Jesús, sabiendo lo que ellos pensaban y
oyendo lo que decían, apoyó la mano sobre la cabeza de María que estaba
arrodillada a su lado, y con una expresión compasiva en su rostro, dijo:
«Dejadla, cada uno de vosotros. ¿Por qué queréis molestarla, cuando
veis que ella ha hecho una buena cosa en su corazón? A vosotros, los que
murmuráis y decís que este ungüento se ha debido vender y el dinero
donar a los pobres, yo os digo que los pobres estarán siempre con
vosotros, y podréis ministrarles en cualquier momento que os parezca
apropiado, pero yo no siempre estaré con vosotros; pronto iré a mi
Padre. Esta mujer viene guardando este ungüento desde hace mucho tiempo,
para ungir mi cuerpo en su entierro; si ahora le parece bien ungirme,
en anticipación de mi muerte, esa satisfacción no le será negada. Con
esta acción María os censura a todos vosotros porque ella manifiesta así
su fe en lo que yo he dicho sobre mi muerte y ascensión a mi Padre en
el cielo.
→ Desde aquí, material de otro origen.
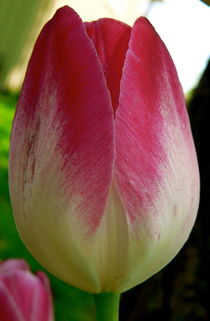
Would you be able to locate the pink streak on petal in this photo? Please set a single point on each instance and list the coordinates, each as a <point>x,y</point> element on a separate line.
<point>110,38</point>
<point>151,103</point>
<point>65,102</point>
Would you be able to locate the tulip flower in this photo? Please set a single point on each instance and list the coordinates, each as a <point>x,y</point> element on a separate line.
<point>104,178</point>
<point>23,296</point>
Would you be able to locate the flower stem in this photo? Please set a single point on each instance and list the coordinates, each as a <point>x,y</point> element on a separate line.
<point>107,306</point>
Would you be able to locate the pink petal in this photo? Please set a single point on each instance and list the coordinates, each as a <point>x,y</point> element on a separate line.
<point>110,38</point>
<point>64,120</point>
<point>154,146</point>
<point>25,297</point>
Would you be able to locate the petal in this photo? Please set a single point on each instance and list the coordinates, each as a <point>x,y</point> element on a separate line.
<point>156,170</point>
<point>25,297</point>
<point>110,38</point>
<point>62,148</point>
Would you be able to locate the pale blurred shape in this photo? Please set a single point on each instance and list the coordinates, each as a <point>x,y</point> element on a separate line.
<point>186,36</point>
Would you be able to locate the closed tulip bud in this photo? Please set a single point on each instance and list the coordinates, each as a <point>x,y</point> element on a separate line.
<point>23,296</point>
<point>104,178</point>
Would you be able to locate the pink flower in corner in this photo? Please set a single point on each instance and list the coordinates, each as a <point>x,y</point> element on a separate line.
<point>104,180</point>
<point>23,296</point>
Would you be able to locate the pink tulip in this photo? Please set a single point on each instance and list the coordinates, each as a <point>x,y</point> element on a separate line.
<point>103,172</point>
<point>23,296</point>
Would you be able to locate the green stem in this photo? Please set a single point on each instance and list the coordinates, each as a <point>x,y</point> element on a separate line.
<point>107,306</point>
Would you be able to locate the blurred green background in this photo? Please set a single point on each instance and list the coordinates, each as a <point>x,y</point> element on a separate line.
<point>178,293</point>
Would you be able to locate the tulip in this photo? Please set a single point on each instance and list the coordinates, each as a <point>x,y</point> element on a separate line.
<point>23,296</point>
<point>104,178</point>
Esta mujer no será censurada por lo que ha hecho esta noche,
más bien yo os digo que en todas las eras por venir, dondequiera que se
predique este evangelio en el mundo entero, se relatará lo que ella ha
hecho en su memoria».
Fue a causa de este reproche, el que Judas
Iscariote lo interpretó como censura personal, y finalmente decidió
vengar sus sentimientos heridos. Muchas veces había tenido
subconscientemente estas ideas, pero ahora se atrevía a pensar estos
pensamientos malvados en su mente consciente y abierta. Muchos otros lo
alentaron en esta actitud, puesto que el costo de este ungüento era una
suma equivalente a lo que ganaba un hombre durante un año —suficiente
para proveer pan a cinco mil personas. Pero María amaba a Jesús; ella
había proveído este precioso ungüento para embalsamar su cuerpo a la
hora de su muerte, porque creía en sus palabras cuando él les anticipó
que debía morir, y si ella cambiaba de idea y elegía otorgar esta
ofrenda al Maestro mientras él aún estaba vivo, nadie debía impedírselo.
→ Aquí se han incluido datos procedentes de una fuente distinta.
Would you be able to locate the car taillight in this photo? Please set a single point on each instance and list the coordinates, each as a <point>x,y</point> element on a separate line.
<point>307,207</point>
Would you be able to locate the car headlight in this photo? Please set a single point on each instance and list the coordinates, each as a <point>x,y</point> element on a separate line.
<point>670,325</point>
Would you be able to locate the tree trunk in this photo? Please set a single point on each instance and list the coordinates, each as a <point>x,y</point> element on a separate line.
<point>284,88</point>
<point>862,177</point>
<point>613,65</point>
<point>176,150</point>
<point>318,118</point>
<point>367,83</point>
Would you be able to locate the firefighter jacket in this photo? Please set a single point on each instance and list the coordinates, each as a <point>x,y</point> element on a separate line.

Tanto Lázaro como Marta sabían que María
había ahorrado por mucho tiempo el dinero con el cual compró la vasija
de espicanardo, y aprobaban de todo corazón su anhelo en este asunto
porque eran ricos y podían permitirse fácilmente esta ofrenda.
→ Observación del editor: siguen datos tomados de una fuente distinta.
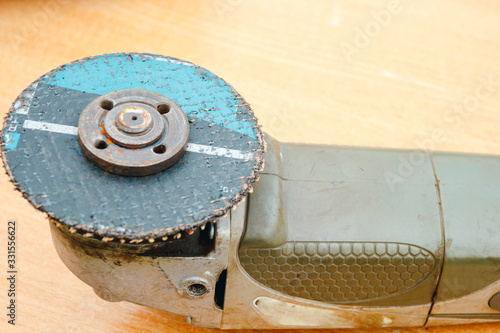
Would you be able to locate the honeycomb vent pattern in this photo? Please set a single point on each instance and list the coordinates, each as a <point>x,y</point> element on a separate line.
<point>338,272</point>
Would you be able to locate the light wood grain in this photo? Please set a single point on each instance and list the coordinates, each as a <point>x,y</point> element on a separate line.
<point>285,58</point>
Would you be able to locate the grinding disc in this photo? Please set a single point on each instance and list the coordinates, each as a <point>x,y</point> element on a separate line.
<point>42,156</point>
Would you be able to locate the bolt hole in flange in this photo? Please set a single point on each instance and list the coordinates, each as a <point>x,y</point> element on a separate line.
<point>163,108</point>
<point>107,104</point>
<point>101,144</point>
<point>160,149</point>
<point>196,290</point>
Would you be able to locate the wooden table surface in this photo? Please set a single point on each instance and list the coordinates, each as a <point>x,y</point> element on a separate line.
<point>371,73</point>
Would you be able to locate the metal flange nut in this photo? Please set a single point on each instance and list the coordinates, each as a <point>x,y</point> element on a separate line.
<point>133,132</point>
Cuando los altos sacerdotes se enteraron de
esta cena en Betania en honor de Jesús y Lázaro, consultaron entre
ellos para ver que debían hacer con Lázaro. Y finalmente decidieron que
Lázaro también debía morir. Concluyeron atinadamente que sería inútil
matar a Jesús si permitían que Lázaro, a quien Jesús había resucitado de
entre los muertos, siguiera viviendo.